Imaging telescope or lens: Astro-Physics AP 130mm f/6.3 Starfire EDF
Imaging camera: SBIG STXL-11002/FW8G-STXL
Guiding telescope or lens: Astro-Physics AP 130mm f/6.3 Starfire EDF
Guiding camera: SBIG STXL-11002/FW8G-STXL
Focal reducer: Astro-Physics QUAD TCC 0.72x
Integration: 14.5 hours
Avg. Moon age: 27.44 days
Avg. Moon phase: 5.09%
Astrometry.net job: 1402147
RA center: 94.495 degrees
DEC center: 22.978 degrees
Pixel scale: 2.468 arcsec/pixel
Orientation: -90.550 degrees
Field radius: 1.317 degrees
Locations: My Back Deck, Glen Ellyn, Illinois, United States
OK, I just could not resist. This is the APOD for 2017 January 7. It's a redo of my earlier post, cropped to highlight the nebula. Here is how they described the object.

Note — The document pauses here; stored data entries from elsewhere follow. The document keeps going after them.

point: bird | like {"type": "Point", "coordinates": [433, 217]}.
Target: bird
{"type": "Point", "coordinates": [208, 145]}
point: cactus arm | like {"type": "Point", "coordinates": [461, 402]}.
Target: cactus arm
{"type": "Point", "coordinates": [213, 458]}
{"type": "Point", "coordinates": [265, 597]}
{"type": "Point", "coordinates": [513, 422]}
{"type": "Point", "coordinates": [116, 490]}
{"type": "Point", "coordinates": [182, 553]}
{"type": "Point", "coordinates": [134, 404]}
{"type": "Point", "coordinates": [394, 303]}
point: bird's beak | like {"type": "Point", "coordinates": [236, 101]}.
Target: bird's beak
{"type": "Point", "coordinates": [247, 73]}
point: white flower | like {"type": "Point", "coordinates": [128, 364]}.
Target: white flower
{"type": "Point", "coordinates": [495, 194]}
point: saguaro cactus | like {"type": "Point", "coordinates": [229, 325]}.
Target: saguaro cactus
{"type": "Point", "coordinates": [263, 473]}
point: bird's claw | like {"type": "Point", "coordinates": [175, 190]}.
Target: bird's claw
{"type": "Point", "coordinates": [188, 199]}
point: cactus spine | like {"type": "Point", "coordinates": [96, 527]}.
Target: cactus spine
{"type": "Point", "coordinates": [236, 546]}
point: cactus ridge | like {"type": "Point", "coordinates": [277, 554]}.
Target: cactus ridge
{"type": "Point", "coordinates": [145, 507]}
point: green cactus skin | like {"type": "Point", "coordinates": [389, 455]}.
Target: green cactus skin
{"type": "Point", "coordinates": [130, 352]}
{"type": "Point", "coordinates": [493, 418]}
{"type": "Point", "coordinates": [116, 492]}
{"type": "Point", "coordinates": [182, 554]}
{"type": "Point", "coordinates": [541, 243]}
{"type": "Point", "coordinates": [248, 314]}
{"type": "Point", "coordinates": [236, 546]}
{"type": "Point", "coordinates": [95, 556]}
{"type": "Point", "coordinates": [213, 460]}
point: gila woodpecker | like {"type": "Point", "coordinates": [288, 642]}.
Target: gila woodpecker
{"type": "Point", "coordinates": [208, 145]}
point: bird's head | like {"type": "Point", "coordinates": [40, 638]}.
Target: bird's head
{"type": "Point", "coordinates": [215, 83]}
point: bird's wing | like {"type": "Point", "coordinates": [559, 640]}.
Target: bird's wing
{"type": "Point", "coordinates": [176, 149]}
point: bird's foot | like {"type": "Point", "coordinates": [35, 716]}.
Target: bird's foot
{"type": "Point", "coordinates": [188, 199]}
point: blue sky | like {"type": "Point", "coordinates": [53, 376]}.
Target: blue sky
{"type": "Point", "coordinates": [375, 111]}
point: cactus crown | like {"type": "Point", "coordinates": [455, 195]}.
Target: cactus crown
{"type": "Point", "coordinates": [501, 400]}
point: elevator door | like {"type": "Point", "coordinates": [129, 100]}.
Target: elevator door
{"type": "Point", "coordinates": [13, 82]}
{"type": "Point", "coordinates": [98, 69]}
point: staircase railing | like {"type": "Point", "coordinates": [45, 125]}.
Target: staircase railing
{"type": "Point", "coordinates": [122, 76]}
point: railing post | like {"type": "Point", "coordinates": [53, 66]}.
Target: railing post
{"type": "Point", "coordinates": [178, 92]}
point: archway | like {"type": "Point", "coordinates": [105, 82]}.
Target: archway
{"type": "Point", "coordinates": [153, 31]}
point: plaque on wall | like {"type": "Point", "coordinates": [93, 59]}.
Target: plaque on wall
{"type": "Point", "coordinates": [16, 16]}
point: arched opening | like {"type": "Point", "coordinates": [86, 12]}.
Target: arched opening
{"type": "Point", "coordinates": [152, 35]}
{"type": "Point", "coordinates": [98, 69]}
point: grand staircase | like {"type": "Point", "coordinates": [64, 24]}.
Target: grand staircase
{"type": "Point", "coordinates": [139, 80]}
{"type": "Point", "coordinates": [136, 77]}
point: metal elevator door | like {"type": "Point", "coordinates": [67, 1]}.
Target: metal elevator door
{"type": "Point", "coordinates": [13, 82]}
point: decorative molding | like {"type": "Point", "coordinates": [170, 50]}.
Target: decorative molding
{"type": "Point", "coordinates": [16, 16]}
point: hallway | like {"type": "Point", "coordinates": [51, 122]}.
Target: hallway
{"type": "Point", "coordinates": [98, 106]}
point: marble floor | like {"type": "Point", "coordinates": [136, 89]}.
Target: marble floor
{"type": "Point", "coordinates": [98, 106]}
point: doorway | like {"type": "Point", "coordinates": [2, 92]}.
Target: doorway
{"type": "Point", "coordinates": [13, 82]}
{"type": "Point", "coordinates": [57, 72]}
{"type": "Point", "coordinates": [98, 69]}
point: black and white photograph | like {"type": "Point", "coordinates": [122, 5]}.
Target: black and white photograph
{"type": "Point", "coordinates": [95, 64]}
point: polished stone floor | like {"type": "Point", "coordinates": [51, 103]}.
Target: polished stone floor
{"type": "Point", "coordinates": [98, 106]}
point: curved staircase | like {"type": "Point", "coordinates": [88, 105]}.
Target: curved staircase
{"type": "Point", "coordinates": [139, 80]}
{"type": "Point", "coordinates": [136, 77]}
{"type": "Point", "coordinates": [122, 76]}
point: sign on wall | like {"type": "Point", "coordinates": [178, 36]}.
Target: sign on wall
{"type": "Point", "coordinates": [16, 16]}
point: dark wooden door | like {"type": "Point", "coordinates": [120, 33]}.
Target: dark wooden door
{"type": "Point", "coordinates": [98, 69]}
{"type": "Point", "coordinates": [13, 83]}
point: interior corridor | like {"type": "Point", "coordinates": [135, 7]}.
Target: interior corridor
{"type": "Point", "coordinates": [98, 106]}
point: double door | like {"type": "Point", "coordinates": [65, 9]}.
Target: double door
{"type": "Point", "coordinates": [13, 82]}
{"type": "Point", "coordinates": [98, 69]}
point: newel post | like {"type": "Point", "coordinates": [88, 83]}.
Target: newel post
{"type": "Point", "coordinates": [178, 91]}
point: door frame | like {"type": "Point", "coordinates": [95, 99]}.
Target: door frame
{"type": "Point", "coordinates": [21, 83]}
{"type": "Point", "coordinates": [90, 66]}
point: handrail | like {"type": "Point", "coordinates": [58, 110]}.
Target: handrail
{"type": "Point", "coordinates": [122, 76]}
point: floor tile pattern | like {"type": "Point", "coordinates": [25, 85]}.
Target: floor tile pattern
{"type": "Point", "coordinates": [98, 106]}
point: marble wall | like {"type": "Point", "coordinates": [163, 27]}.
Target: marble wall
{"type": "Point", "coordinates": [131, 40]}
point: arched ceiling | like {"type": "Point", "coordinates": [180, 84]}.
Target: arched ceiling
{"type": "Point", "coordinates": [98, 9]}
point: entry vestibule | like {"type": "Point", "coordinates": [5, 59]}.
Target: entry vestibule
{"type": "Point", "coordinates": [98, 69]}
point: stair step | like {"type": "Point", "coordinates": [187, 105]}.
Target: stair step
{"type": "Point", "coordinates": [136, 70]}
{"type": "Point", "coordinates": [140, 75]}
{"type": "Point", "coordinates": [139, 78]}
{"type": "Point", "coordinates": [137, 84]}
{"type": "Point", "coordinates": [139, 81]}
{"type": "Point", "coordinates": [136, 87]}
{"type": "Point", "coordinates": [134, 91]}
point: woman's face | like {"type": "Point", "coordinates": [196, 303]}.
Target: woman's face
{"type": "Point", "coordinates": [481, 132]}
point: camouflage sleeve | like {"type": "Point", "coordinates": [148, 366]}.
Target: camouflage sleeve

Explanation: Normally faint and elusive, the Jellyfish Nebula is caught in this alluring telescopic mosaic. The scene is anchored below by bright star Eta Geminorum, at the foot of the celestial twin, while the Jellyfish Nebula is the brighter arcing ridge of emission with tentacles dangling below and left of center. In fact, the cosmic jellyfish is part of bubble-shaped supernova remnant IC 443, the expanding debris cloud from a massive star that exploded. Light from the explosion first reached planet Earth over 30,000 years ago. Like its cousin in astrophysical waters the Crab Nebula supernova remnant, the Jellyfish Nebula is known to harbor a neutron star, the remnant of the collapsed stellar core. An emission nebula cataloged as Sharpless 249 fills the field at the upper right. The Jellyfish Nebula is about 5,000 light-years away. At that distance, this narrowband composite image presented in the Hubble Palette would be about 300 light-years across.